Is Reliable Customer Data the Holy Grail of Sales?

It would be very helpful if customers stuck with one email address or decided never to change jobs ever again. But business doesn’t work like that. If you want to have a clear picture of who is buying from you, you need to keep track of changes constantly or risk completely losing sight of your market.

For sales teams, access to accurate data underpins their whole job role. A clean, error-free database means a productive sales team. Are you still searching for the Holy Grail of clean, accurate sales data?

The Quest for Accurate Data

Sales staff need the following four keys to reach full productivity:

1. Complete and accurate customer records

This is the cornerstone of any successful sales pitch. To approach a customer, you need to know who they are. The right address, the right name and the right background information are all essential.

This is about more than courtesy, although being courteous certainly helps when you’re trying to sell something. It’s really about ROI. If you’re giving sales teams the wrong data, how can you expect them to deliver on their targets?
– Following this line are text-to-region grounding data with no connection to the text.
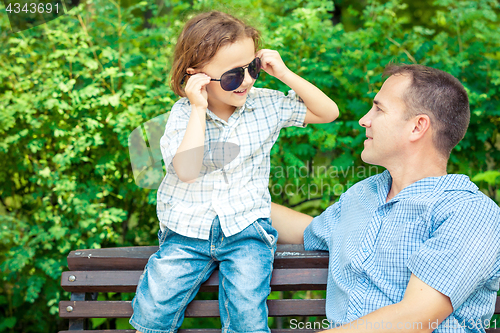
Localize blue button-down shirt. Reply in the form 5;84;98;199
304;170;500;332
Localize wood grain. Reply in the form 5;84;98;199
59;299;326;318
61;268;328;293
66;244;329;271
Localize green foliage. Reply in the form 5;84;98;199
0;0;499;331
0;0;176;330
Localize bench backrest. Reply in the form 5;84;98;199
59;244;500;333
59;244;329;332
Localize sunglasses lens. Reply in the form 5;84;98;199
248;57;261;79
220;68;244;91
218;58;261;91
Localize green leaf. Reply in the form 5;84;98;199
91;317;107;328
0;317;17;329
472;171;500;186
116;318;134;329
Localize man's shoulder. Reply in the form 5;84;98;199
435;186;500;217
413;174;500;226
431;174;496;207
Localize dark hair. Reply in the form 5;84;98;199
170;11;261;97
383;64;470;157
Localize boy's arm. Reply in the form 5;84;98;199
280;71;339;124
256;49;339;124
172;73;211;183
271;202;313;244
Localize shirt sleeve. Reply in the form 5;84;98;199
278;89;308;128
406;197;500;310
159;99;191;168
303;196;342;251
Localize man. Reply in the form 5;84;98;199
271;64;500;332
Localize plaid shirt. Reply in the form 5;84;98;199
305;170;500;332
157;87;307;240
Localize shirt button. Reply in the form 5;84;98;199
378;210;384;216
359;278;365;283
362;248;368;252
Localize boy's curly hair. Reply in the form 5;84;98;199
170;11;261;97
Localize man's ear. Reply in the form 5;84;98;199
409;114;431;142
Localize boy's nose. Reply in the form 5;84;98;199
241;68;254;87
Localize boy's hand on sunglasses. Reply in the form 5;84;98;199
256;49;292;81
185;73;211;110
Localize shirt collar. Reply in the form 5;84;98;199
377;170;478;204
242;87;256;110
205;88;256;125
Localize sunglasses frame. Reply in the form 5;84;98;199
182;57;261;91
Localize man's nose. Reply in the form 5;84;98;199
359;114;371;128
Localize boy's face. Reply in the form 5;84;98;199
200;37;257;114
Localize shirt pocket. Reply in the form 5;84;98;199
377;217;430;277
393;218;430;255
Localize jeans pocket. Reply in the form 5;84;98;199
158;227;171;246
254;219;277;249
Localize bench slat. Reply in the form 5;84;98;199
59;328;324;333
58;328;500;333
59;299;326;318
61;268;327;293
67;244;329;271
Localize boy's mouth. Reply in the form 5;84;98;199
234;89;247;95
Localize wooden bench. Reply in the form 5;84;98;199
59;244;500;332
59;244;329;332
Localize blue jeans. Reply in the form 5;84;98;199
130;216;278;333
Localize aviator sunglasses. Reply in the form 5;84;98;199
182;57;261;91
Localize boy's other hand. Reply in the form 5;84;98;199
256;49;292;81
185;73;211;110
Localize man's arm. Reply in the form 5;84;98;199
325;274;453;332
271;202;313;244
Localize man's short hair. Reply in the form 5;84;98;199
383;64;470;157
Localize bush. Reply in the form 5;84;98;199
0;0;499;331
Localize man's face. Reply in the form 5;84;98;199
358;74;415;167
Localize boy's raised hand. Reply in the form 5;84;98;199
184;73;211;110
257;49;339;125
256;49;292;81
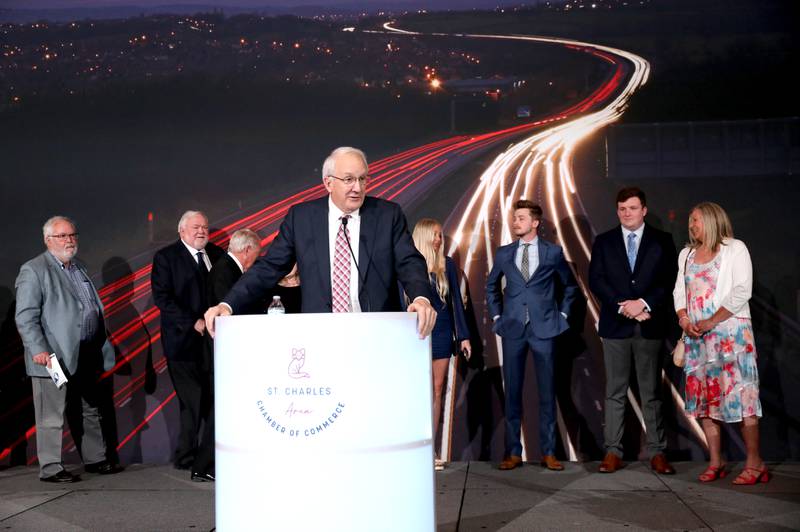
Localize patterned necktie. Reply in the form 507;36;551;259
520;243;531;282
627;233;637;270
332;215;351;313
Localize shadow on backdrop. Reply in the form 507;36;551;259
102;256;156;464
0;286;32;468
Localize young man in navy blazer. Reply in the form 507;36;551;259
588;187;677;475
487;200;578;471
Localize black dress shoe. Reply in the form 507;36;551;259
85;461;124;475
41;470;80;483
174;462;192;471
191;471;215;482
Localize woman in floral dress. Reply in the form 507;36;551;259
673;202;767;485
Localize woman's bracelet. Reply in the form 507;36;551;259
678;316;690;324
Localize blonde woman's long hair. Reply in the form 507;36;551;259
688;201;733;251
412;218;448;300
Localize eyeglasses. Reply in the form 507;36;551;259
327;174;369;187
48;233;79;241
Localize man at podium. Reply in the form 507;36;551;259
205;146;436;339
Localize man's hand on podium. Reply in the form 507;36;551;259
204;304;232;338
206;300;435;339
407;298;437;339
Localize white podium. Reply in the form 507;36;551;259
214;312;435;531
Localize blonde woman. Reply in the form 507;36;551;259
673;202;766;484
412;218;471;471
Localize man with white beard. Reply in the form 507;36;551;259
15;216;121;482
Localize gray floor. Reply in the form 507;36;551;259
1;462;798;531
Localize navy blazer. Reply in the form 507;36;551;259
588;223;677;339
402;256;470;341
152;239;224;361
486;238;578;340
224;196;432;313
443;256;470;342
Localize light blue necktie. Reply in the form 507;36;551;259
627;232;637;270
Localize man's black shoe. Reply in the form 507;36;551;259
85;461;124;475
41;470;80;483
191;471;215;482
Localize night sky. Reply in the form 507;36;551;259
2;0;531;7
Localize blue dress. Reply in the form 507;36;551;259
429;257;470;360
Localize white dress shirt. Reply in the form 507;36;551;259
328;197;361;312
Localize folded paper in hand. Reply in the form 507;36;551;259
46;353;68;388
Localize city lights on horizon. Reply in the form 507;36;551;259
1;12;522;107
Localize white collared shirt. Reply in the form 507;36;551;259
514;236;539;279
182;239;211;270
328;197;361;312
227;252;244;274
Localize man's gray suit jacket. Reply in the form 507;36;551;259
15;251;116;378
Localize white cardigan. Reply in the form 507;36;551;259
673;238;752;319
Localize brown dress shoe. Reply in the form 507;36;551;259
650;453;676;475
598;452;623;473
540;455;564;471
498;455;523;470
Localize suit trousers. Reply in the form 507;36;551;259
602;329;666;458
191;366;215;476
166;359;209;468
502;325;556;457
31;362;106;477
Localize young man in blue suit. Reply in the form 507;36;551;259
588;187;677;475
487;200;578;471
204;147;436;339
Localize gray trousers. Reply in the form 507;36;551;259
32;373;107;477
602;333;666;458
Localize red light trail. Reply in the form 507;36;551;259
1;26;644;465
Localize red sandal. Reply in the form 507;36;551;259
698;464;727;482
732;466;770;485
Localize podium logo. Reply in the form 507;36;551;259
288;348;310;379
255;345;346;439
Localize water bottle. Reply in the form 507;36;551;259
268;295;285;315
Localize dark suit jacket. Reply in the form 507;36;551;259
588;224;677;339
486;238;578;340
152;239;224;361
224;196;432;313
207;253;242;308
202;252;244;372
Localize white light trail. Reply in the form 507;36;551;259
385;22;707;458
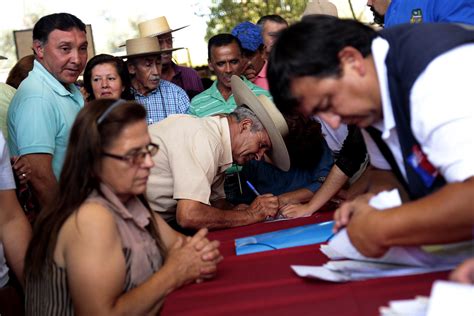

How many more wrong numbers will be dialed before something has to be done to improve the quality of contact records?

2. Integrated systems

Do your sales people have instant access to everything you know about a customer?

If not, this is bound to be hindering their success.

Digging through databases, making notes and building spreadsheets from different data sources take lots of time and effort. It’s mundane, it slows down progress and introduces an admin burden that can dull your brightest sales talent.

Faced with all this extra paperwork, sales teams react more slowly to opportunities and waste time trying to match things up. In a worst case scenario, this process can introduce new mistakes.

3. Data on the decision makers

Are your sales teams selling to the wrong people? If so, your data is at fault.

Make sure they hit their targets by providing context. Data enhancement is a good way to pull in new information that you may not have originally collected. LinkedIn profiles, blog rolls, demographic data and social media feeds are all potentially useful when planning a pitch.

Likewise, if someone changes their role in the company, that’s something you need to update to keep your sales team informed.

4. Business-wide data quality investment

You probably expect your IT team to keep your computers online, but you wouldn’t expect them to take over the sales hotlines for a day.

By the same token, you can’t expect sales teams to fight bad data by themselves.

Keeping the sales team on track is a business-wide activity; you need everyone to play their part in contributing clean data, and you need to commit to culture change. Errors and inconsistencies introduced by other teams will only cause havoc when it’s time to pass that record back to sales.

Is it Worth the Mission?

Achieving clean data is not a simple task. You will need to find the data quality tipping point, where investment yields ROI without bankrupting the entire business.

But it is well worth striving for the Holy Grail.

Put yourself in the shoes of your sales advisors. They have to make contact with customers several times. Potentially, they’ll contact them over several months, or longer. Investment now could deliver huge productivity gains, and a more mature approach to data could set your business up for long-term success.